Klimawende: Künstliche Intelligenz ist pessimistisch
Die Erde wird wahrscheinlich die international vereinbarte 1,5-Grad-Schwelle in etwa einem Jahrzehnt überschreiten und sich weiter erwärmen, um etwa Mitte des Jahrhunderts die nächste Erwärmungsgrenze zu durchbrechen – selbst bei starker Emissionsreduktion. So lautet zumindest die Prognose einer neuen Studie, die auf künstlicher Intelligenz basiert. Mithilfe künstlicher neuronaler Netze, die auf Klimamodellausgaben trainiert wurden, untersuchten Wissenschaftler*innen die Zeitspanne, bis der kritische Schwellenwert erreicht ist. Das Ergebnis ist pessimistischer als andere bisherige Modelle.
1,5-Grad noch realistisch?
Konkret sagt die KI voraus, dass die Erde bereits zwischen 2033 und 2035 die 1,5-Grad-Marke überschreiten werde. Das entfacht erneut eine Debatte darüber, ob es überhaupt noch möglich ist, die globale Erwärmung auf 1,5 Grad Celsius zu begrenzen. Aktueller wissenschaftlicher Konsens ist weitgehend, dass der Planet sich seit der vorindustriellen Zeit oder Mitte des 19. Jahrhunderts bereits jetzt um bis zu 1,2 Grad erwärmt hat.
Die Studie hält fest, dass die Welt in jedem realistischen Szenario zur Emissionsreduzierung kurz vor der 1,5-Grad-Marke stehe. Selbst bei drastischen Emissionskürzungen sieht die künstliche Intelligenz eher schwarz: Den Temperaturanstieg unter 2 Grad Celsius zu halten, sei unwahrscheinlich. Hier unterscheide sich die KI laut Studienautor*innen von Klimawissenschaftler*innen, die ihre Vorhersagen bisher mit Computermodellen basierend auf bisherigen Beobachtungen machten.

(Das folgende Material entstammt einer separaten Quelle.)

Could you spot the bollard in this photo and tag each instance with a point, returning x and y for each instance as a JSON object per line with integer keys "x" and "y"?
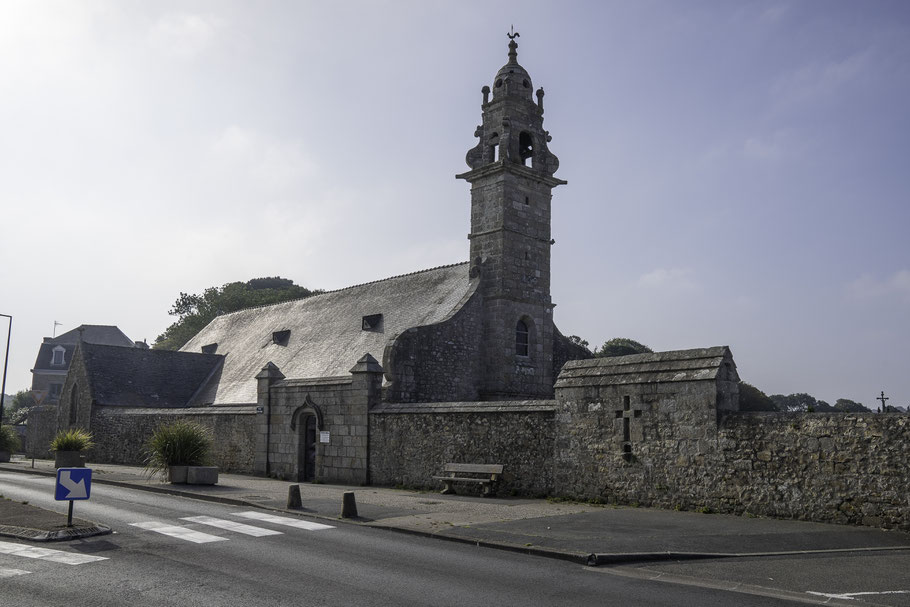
{"x": 348, "y": 505}
{"x": 294, "y": 500}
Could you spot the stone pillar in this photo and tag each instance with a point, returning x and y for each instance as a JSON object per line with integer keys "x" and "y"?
{"x": 366, "y": 393}
{"x": 269, "y": 375}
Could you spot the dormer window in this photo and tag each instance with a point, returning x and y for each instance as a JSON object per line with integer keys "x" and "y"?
{"x": 58, "y": 357}
{"x": 373, "y": 322}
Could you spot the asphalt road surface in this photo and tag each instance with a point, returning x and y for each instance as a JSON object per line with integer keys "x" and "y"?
{"x": 168, "y": 550}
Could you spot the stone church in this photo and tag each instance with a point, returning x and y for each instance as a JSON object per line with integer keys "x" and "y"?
{"x": 386, "y": 382}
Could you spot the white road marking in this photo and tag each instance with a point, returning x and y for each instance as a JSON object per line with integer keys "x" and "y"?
{"x": 283, "y": 520}
{"x": 46, "y": 554}
{"x": 231, "y": 526}
{"x": 849, "y": 596}
{"x": 182, "y": 533}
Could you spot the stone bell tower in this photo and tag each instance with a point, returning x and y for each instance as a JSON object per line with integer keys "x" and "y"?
{"x": 511, "y": 179}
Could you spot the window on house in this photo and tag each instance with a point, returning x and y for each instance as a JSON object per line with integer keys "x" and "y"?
{"x": 521, "y": 338}
{"x": 372, "y": 322}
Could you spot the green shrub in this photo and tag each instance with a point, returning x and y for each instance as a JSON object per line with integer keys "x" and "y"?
{"x": 74, "y": 439}
{"x": 9, "y": 440}
{"x": 180, "y": 443}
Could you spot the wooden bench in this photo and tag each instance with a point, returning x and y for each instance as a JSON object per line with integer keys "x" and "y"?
{"x": 480, "y": 474}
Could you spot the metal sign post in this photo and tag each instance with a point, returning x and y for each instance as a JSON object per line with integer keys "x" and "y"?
{"x": 72, "y": 484}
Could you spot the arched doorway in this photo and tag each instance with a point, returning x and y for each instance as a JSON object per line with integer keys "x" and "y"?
{"x": 306, "y": 450}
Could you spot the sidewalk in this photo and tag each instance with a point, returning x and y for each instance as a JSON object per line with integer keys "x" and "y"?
{"x": 581, "y": 532}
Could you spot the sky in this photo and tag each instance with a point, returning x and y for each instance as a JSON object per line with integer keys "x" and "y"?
{"x": 738, "y": 172}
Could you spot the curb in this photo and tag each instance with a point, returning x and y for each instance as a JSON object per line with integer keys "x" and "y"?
{"x": 586, "y": 559}
{"x": 59, "y": 535}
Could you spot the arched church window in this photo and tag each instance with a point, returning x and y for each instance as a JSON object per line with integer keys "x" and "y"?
{"x": 73, "y": 402}
{"x": 522, "y": 335}
{"x": 494, "y": 147}
{"x": 525, "y": 147}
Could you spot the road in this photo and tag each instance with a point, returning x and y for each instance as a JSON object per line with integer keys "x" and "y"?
{"x": 231, "y": 556}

Selbsterfüllende Prophezeiung
In einem Szenario mit hoher Luftverschmutzung, berechnete die KI, würde die Welt um 2050 die 2-Grad-Marke erreichen. Eine geringere Umweltverschmutzung könnte dies bis 2054 aufhalten, berechnete das maschinelle Lernen. Zum Vergleich: Der IPCC-Bericht von 2021 geht davon aus, dass dasselbe Szenario mit geringerer Umweltverschmutzung dazu führen würde, dass die Welt irgendwann in den 2090er-Jahren über 2 Grad steigen würde.
Andere Wissenschaftler*innen sind in der Debatte weiterhin überzeugt: Wenn die Welt ihre Kohlenstoffemissionen bis 2030 halbiert, dann kann die globale Erwärmung auf 1,5 Grad begrenzt werden. Sie warnen davor, dass die Prognose der KI zu einer selbsterfüllenden Prophezeiung werden könnte: Wenn wir nicht mehr an die Erreichbarkeit des 1,5 Grad-Ziels glauben, werden die ohnehin nicht ausreichenden Ambitionen, es zu erreichen, noch weiter sinken.
Ansporn statt Aufgeben
Am Ende besteht die Herausforderung darin, die globale Erwärmung schleunigst so weit wie möglich zu begrenzen. Dass uns dafür jedenfalls kaum mehr Zeit bleibt, halten uns die verheerenden Auswirkungen der Klimakrise in immer stärkerem Ausmaß vor Augen. Pessimistische Prognosen wie jene der KI dürfen nicht zum Anlass genommen werden, die Klimaziele noch weniger ernst zu nehmen als bisher, sondern müssen Ansporn sein, die Anstrengungen drastisch zu verstärken. Aufgeben ist keine Option.